How KeysArk encrypts: the design

Every design choice in KeysArk follows one rule: the key never leaves your browser. Here is the chain, from the words you write down to the ciphertext in your cloud.

One phrase to hold everything

Your master secret is a BIP39 recovery phrase — 24 English words (256 bits of entropy) for new vaults. It is a standard, so you can import it into MetaMask or any BIP39 wallet. Nothing else to download, no key file to babysit.

From words to a key

The phrase is turned into a key deterministically, entirely in the browser: same phrase, same key, every time, on any device — with no server involved.

BIP39 phrase
  → seed   (PBKDF2-HMAC-SHA512)
  → HKDF-SHA256
  → AES-256 key

Encrypting your content

Each item is sealed with AES-256-GCM, an authenticated cipher: it both hides the content and detects tampering. Every encryption uses a fresh, random 96-bit IV that is never reused — reusing a GCM nonce would be catastrophic, so we never do.

The server is a dumb pipe

Our API and the storage clients are bytes-in, bytes-out: they move opaque base64 ciphertext and are entirely content-agnostic.
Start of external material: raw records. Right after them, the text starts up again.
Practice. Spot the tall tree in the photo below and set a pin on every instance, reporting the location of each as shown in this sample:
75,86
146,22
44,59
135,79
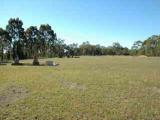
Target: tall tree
5,42
47,37
16,32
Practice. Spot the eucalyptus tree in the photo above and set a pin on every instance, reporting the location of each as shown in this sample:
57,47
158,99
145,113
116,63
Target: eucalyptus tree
5,42
16,33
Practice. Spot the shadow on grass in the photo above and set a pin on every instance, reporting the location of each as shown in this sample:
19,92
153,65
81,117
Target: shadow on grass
4,62
29,64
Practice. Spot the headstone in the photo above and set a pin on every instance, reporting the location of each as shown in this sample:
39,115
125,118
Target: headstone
35,61
16,60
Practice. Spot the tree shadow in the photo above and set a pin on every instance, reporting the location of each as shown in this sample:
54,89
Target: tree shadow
30,64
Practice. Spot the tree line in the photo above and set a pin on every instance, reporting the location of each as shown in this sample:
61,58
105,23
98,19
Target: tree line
34,42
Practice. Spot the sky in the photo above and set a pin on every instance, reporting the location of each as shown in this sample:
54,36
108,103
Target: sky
97,21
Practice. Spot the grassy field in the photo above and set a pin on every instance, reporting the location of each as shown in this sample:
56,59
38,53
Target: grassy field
87,88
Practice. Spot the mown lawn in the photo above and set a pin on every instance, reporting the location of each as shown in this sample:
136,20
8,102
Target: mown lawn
86,88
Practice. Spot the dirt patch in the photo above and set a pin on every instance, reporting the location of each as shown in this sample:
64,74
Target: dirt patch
72,85
11,94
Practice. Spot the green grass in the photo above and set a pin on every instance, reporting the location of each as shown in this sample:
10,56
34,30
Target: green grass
88,88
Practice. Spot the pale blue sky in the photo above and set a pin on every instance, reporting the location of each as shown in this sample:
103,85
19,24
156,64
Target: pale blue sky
98,21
The plaintext, the phrase, and the derived key are forbidden from any server code, request, URL, cookie, log, or database.

Unlocking on your machine

When you store your phrase locally (in the web app or the ark CLI), it is wrapped with an unlock password using Argon2id (512 MB, t=4, p=1) — a deliberately memory-hard function that makes brute-forcing the password expensive. The parameters travel with the credential, so they can be raised over time.

The trade-off we accept

True end-to-end encryption means even we cannot help you recover your data. Lose the recovery phrase and it is gone. That is the price of nobody — including us — being able to read it.